# My 2019 total



## Screwtop (Jan 1, 2020)

2019 was my best year ever for bottles and general relics and artifacts. Several Coca Cola's, including an ultra rare, nobody-knows-nothin'-about SS from Lexington Ky, local sodas, Civil War era alcoholic bottles, meds and my first dump finds. All in all, a great year. 

I ordered a blob beer from Pottsville Pa, but it is coming in the mail too late for 2019. Instead, it will be the first addition of 2020.


----------



## Screwtop (Jan 1, 2020)




----------



## Screwtop (Jan 1, 2020)




----------



## Screwtop (Jan 1, 2020)

*2020 let's roll!*


----------



## WesternPA-collector (Jan 1, 2020)

Wow what a year. You live in the perfect place if you are finding all this stuff.
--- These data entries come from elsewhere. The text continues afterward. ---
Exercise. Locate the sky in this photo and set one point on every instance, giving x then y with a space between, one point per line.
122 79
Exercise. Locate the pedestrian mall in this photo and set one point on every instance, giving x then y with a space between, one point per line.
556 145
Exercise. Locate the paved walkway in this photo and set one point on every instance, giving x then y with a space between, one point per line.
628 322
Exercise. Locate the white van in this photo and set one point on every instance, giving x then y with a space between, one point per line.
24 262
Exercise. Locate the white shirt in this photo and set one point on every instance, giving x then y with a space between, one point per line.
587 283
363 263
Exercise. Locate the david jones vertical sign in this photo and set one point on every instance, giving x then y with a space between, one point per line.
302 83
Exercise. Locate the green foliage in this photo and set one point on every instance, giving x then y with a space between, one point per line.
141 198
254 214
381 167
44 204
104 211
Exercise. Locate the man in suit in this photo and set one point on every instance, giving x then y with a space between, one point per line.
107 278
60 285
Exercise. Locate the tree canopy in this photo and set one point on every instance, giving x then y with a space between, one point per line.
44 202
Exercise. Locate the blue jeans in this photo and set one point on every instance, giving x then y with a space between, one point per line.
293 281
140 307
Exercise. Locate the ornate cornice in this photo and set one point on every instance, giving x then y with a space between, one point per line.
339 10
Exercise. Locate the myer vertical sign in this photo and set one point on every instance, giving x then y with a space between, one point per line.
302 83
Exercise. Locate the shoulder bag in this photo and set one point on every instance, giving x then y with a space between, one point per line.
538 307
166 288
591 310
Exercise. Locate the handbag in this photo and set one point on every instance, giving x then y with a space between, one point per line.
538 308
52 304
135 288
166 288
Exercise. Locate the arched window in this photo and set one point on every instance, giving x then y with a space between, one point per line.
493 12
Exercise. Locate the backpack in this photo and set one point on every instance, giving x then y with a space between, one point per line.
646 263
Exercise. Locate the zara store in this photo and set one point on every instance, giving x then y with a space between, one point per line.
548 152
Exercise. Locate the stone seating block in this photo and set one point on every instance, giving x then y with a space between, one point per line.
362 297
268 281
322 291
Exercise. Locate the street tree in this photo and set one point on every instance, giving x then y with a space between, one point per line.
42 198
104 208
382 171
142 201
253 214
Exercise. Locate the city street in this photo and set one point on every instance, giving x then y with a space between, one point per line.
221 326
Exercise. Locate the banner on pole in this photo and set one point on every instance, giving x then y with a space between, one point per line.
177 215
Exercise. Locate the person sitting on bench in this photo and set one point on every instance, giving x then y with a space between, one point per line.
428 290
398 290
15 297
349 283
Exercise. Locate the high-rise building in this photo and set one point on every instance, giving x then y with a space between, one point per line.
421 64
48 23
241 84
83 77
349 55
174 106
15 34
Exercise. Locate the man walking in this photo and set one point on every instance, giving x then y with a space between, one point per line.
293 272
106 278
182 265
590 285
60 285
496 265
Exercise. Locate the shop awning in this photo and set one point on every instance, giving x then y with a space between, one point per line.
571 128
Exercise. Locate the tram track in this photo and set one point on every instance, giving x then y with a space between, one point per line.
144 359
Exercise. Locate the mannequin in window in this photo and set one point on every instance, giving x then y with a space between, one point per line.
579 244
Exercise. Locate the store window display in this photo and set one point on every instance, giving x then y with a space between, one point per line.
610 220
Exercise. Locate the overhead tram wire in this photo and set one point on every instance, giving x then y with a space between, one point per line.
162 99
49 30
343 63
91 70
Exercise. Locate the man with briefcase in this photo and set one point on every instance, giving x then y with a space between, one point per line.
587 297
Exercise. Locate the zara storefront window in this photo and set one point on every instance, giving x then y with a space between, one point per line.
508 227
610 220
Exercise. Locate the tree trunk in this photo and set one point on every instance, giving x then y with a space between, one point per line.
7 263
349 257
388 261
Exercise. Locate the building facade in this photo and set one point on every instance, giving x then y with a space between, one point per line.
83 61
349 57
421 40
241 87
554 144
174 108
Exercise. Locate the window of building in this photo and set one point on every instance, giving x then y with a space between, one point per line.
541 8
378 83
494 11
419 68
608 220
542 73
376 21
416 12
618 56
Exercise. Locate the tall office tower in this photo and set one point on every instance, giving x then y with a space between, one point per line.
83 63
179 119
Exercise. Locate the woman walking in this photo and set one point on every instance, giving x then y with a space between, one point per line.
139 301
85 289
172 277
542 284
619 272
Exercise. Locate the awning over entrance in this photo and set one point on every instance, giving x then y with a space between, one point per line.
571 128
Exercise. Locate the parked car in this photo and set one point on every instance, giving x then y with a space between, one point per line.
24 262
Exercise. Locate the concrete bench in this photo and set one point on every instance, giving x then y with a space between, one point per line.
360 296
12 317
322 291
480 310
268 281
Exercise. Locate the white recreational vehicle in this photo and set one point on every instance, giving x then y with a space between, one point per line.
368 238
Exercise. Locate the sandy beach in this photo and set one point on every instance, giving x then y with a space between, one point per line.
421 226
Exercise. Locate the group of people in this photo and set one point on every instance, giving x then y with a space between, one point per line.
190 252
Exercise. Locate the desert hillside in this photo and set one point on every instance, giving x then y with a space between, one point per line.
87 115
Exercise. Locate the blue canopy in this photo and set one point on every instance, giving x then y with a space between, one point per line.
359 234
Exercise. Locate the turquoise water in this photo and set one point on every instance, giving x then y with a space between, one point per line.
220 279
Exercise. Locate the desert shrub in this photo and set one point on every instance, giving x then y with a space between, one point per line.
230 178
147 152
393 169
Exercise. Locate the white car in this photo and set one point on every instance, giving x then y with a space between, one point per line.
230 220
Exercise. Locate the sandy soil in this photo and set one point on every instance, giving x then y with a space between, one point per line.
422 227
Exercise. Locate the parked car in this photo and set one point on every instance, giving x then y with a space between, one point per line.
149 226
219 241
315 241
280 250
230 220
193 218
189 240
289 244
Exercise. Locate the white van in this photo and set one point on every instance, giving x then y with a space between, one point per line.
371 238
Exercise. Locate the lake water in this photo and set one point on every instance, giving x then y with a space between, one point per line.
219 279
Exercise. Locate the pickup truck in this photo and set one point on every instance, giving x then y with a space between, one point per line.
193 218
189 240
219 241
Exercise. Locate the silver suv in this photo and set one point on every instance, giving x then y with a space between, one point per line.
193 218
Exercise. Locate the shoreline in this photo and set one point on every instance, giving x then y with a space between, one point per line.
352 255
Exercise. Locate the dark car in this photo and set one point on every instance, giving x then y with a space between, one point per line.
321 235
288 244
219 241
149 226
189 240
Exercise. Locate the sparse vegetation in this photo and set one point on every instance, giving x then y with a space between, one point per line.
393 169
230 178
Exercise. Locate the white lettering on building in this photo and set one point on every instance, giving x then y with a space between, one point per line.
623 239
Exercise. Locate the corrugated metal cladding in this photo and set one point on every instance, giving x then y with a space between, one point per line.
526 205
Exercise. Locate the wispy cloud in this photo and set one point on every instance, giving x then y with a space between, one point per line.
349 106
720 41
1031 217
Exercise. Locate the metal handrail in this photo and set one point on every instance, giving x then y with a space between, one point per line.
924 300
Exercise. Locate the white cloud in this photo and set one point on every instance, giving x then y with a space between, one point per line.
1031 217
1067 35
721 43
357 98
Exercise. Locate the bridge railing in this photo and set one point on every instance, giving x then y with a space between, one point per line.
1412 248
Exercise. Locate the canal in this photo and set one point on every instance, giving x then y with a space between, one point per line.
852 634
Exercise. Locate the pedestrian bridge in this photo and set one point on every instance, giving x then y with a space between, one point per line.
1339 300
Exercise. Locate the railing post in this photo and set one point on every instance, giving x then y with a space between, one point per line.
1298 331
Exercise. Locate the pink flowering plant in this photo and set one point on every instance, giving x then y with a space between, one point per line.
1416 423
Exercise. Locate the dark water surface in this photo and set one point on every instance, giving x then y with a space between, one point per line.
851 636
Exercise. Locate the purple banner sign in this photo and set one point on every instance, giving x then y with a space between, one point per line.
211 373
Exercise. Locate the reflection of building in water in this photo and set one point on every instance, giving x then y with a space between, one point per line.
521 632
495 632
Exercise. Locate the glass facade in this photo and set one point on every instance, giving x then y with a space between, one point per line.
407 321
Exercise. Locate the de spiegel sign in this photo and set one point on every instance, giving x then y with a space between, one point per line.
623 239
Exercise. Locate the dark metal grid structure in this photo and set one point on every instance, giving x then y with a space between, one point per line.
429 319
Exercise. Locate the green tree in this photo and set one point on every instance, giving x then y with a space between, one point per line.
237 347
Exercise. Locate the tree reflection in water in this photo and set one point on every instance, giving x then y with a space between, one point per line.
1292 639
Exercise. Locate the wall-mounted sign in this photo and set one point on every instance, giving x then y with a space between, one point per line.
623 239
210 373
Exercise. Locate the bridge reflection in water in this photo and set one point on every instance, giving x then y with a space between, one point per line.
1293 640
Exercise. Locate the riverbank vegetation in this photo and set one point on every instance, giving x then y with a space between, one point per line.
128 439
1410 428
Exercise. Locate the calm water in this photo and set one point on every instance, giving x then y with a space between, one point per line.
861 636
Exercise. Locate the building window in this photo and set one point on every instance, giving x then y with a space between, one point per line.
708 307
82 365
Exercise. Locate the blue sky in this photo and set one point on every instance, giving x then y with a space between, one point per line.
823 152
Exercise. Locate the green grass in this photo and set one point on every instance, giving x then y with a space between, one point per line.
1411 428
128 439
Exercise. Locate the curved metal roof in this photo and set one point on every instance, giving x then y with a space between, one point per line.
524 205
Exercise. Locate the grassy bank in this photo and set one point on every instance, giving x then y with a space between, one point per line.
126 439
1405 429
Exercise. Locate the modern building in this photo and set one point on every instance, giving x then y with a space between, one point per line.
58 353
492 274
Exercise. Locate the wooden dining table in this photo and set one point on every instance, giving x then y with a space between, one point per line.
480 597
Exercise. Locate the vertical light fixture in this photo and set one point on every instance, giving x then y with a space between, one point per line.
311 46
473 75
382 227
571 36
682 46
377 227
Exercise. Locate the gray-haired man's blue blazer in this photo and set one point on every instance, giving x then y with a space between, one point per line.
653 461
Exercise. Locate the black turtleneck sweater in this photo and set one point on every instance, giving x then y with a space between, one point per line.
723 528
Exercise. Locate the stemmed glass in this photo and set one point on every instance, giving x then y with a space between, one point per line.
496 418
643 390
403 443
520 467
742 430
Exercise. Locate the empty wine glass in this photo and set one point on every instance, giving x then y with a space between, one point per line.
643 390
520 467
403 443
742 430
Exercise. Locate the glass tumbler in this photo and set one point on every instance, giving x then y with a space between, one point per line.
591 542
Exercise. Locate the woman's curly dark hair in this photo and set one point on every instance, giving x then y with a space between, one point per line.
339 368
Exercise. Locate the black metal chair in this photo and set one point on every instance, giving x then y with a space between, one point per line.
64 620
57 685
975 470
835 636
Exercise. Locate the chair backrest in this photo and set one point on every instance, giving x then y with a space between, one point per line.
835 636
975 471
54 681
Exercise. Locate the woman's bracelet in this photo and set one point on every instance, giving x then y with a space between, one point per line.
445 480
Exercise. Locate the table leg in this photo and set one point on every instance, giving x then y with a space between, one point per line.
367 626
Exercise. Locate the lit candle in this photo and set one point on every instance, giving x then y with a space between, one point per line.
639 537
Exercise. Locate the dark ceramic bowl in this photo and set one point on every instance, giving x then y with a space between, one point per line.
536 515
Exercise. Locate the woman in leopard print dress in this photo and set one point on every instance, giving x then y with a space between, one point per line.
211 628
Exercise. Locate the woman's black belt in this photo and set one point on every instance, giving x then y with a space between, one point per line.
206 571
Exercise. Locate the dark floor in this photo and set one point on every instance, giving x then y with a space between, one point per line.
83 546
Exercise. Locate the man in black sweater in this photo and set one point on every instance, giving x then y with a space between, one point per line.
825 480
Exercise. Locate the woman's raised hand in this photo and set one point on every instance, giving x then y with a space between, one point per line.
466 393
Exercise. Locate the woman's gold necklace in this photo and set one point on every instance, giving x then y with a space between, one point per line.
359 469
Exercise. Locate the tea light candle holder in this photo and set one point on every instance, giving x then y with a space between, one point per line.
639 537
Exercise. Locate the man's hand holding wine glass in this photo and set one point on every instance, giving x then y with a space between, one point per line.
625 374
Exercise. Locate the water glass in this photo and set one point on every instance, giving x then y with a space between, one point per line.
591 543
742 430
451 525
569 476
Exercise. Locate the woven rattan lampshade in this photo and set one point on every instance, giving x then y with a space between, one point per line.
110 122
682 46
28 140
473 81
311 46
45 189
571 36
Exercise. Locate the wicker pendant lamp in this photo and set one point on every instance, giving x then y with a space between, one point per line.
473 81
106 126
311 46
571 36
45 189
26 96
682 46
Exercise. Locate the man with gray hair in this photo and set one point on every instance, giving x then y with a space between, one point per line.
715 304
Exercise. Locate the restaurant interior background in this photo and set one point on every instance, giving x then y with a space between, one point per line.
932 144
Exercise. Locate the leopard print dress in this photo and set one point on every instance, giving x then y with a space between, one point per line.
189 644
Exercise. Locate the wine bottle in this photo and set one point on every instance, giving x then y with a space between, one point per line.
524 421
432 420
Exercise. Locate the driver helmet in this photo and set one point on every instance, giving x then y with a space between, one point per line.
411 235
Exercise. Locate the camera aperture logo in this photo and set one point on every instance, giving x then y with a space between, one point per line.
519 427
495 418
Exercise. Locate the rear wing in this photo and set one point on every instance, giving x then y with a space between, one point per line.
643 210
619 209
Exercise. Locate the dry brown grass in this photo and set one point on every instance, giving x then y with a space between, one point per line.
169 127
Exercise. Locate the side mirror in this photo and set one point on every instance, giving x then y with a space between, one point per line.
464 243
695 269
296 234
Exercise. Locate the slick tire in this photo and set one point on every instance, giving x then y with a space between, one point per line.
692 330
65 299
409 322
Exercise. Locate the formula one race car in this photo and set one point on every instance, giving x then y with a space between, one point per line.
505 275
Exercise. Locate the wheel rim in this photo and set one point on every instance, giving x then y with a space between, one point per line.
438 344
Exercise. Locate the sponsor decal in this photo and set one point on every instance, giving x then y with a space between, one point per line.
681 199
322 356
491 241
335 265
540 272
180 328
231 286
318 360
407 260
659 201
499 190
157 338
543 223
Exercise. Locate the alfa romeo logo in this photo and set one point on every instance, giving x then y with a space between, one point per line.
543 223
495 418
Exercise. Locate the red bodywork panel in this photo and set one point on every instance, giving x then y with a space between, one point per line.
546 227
Good to see someone younger into collecting. Generation X here.


----------



## Screwtop (Jan 2, 2020)

WesternPA-collector said:


> Wow what a year. You live in the perfect place if you are finding all this stuff. Good to see someone younger into collecting. Generation X here.




I found some, bought most. Pennsylvania is a gold mine for bottles. I come out carrying packs filled with '30s bottles, and I sell them to whoever wants them.


----------



## slugplate (Jan 2, 2020)

Nice job. Some nice treats in there. The CW artillery shell is pretty amazing and in great condition.


----------



## Screwtop (Jan 2, 2020)

slugplate said:


> Nice job. Some nice treats in there. The CW artillery shell is pretty amazing and in great condition.




Hotchkiss type I found in Central VA.


----------



## embe (Jan 2, 2020)

Nice, keep on keepin' on.


----------



## Screwtop (Jan 2, 2020)

embe said:


> Nice, keep on keepin' on.




Will do, starting with a Pottsville PA blob beer coming in the mail tomorrow.


----------